Considering nature and gravity of the allegations made and the specific evidence collected in respect of these allegations, elaborate discussion of which would not be apt as it may adversely affect the interest of either party, specific facts put forth by appellant, the Court is granting bail subject to furnishing of bond with separate sureties.

TELANGANA HIGH COURT

Mallemaala Entertainments (P) Ltd. v.

Deputy Commercial Tax Officer

[M.S. Ramachandra Rao, J] Writ Petition No.10862 of 2020 Date of Decision: 30:07.2020

Assessment—Amalgamation of X and Y— Assessment proceedings to be dropped against X for the period when X and Y stood amalgamated—

Natural Justice—show cause notice served without mentioning date is against the rules of natural justice

After the two companies MAPL and MEPL were amalgamated a show cause notice was issued by first respondent proposing to levy tax for inter-State sales effected by MAPL for the period subsequent to the period when amalgamation was brought into effect. The petitioner stated not having received it.

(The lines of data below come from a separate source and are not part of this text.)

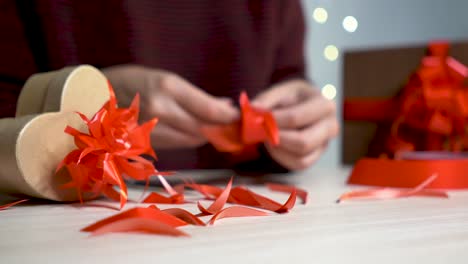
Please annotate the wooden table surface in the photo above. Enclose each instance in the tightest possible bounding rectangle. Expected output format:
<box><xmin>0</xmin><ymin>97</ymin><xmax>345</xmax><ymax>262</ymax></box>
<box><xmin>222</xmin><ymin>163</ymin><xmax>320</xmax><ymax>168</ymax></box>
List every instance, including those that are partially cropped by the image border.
<box><xmin>0</xmin><ymin>168</ymin><xmax>468</xmax><ymax>264</ymax></box>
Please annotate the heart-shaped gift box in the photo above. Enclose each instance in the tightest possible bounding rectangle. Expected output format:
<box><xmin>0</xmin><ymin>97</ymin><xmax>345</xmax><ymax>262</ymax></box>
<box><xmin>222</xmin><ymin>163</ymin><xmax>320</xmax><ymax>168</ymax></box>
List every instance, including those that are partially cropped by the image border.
<box><xmin>0</xmin><ymin>65</ymin><xmax>110</xmax><ymax>201</ymax></box>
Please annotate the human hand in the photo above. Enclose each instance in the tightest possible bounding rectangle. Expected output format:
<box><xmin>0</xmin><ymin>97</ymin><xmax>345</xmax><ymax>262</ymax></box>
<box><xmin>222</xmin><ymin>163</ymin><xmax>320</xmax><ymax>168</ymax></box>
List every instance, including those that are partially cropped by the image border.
<box><xmin>103</xmin><ymin>65</ymin><xmax>239</xmax><ymax>148</ymax></box>
<box><xmin>252</xmin><ymin>80</ymin><xmax>339</xmax><ymax>170</ymax></box>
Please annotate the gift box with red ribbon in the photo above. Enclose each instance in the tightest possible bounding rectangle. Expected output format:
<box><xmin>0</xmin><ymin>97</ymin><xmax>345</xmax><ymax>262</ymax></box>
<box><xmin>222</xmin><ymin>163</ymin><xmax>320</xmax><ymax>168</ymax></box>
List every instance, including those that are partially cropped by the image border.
<box><xmin>343</xmin><ymin>41</ymin><xmax>468</xmax><ymax>163</ymax></box>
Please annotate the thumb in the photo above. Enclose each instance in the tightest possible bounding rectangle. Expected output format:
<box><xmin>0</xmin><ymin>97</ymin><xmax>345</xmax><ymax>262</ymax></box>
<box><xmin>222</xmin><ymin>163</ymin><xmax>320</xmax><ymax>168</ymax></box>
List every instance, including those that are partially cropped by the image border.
<box><xmin>252</xmin><ymin>82</ymin><xmax>296</xmax><ymax>109</ymax></box>
<box><xmin>167</xmin><ymin>75</ymin><xmax>239</xmax><ymax>124</ymax></box>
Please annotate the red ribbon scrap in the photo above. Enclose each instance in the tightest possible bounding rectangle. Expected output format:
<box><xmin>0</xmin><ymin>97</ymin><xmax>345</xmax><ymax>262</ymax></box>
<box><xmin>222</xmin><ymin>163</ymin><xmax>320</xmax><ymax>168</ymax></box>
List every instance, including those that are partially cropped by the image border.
<box><xmin>82</xmin><ymin>178</ymin><xmax>307</xmax><ymax>236</ymax></box>
<box><xmin>202</xmin><ymin>92</ymin><xmax>279</xmax><ymax>153</ymax></box>
<box><xmin>344</xmin><ymin>42</ymin><xmax>468</xmax><ymax>195</ymax></box>
<box><xmin>0</xmin><ymin>199</ymin><xmax>29</xmax><ymax>211</ymax></box>
<box><xmin>49</xmin><ymin>84</ymin><xmax>307</xmax><ymax>236</ymax></box>
<box><xmin>57</xmin><ymin>83</ymin><xmax>168</xmax><ymax>208</ymax></box>
<box><xmin>336</xmin><ymin>175</ymin><xmax>448</xmax><ymax>203</ymax></box>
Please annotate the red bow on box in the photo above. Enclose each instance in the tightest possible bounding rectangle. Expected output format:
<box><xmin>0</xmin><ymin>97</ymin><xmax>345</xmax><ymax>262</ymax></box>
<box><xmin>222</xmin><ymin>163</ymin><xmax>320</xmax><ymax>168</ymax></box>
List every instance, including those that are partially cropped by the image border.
<box><xmin>344</xmin><ymin>42</ymin><xmax>468</xmax><ymax>189</ymax></box>
<box><xmin>344</xmin><ymin>42</ymin><xmax>468</xmax><ymax>156</ymax></box>
<box><xmin>58</xmin><ymin>84</ymin><xmax>165</xmax><ymax>207</ymax></box>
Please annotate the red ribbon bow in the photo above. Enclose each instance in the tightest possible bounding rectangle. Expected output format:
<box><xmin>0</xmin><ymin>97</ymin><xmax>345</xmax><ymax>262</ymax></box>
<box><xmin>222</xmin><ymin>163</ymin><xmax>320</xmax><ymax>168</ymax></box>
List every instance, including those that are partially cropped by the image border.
<box><xmin>57</xmin><ymin>84</ymin><xmax>160</xmax><ymax>207</ymax></box>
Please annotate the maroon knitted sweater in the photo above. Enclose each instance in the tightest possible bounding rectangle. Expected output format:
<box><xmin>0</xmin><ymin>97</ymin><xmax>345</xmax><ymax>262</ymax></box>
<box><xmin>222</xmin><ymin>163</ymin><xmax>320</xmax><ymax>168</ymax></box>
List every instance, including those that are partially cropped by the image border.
<box><xmin>0</xmin><ymin>0</ymin><xmax>304</xmax><ymax>169</ymax></box>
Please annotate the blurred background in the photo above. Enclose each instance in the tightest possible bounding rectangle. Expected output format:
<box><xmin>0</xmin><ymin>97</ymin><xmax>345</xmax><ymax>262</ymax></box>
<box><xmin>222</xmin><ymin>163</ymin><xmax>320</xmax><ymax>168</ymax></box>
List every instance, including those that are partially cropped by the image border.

No date of the show cause notice given to MAPL nor did the petitioner receive it. This leads to violation of Natural Justice. The amalgamated companies ought to be assessed in the name of the petitioner with whom it is merged. Thirdly it is observed that the assessment is alive before the 2nd respondent. Hence writ petition is allowed with permission to the 2nd respondent to issue a show cause notice to the petitioner for the period concerned and the petitioner may file objections to the said notice including plea of bar of limitation.

KERALA HIGH COURT

State Tax Officer, The Commissioner of Commercial Taxes

v.

Village International School, K.K.S.

Reekumar

[K. Vinod Chandran & T.R. Ravi, JJ]

W.A. NO.573 OF 2020 Date of Decision: July 21, 2020

Rejection of application—Amnesty scheme— Whether application can be rejected on grounds of appeal intended by state from the order of first appellate authority—Held—No requirement of a specific provision for the state to withdraw the appeal filed as settlement based on statutory provision binding on the department—cases where revenue proceedings already initiated, proceedings have to be withdrawn on settlement under section 31 A of KGST Act as it would be render them infructuous on deposits made by assessee— No power to state to reject the application and requirement under subsection 7—circular stating where appeal already filed by state, settlement would be based on original assessment order is regarded to be issued in absence of any such provision in the scheme In this case the petitioner had filed an application under the Amnesty scheme introduced by Sec.31A of Kerala VAT Act, 2003

providing the assessee to absolve itself from the arrears. The question that arose was that if such application could be rejected on the ground that an appeal was intended by the State from the order of the 1st Appellate Authority.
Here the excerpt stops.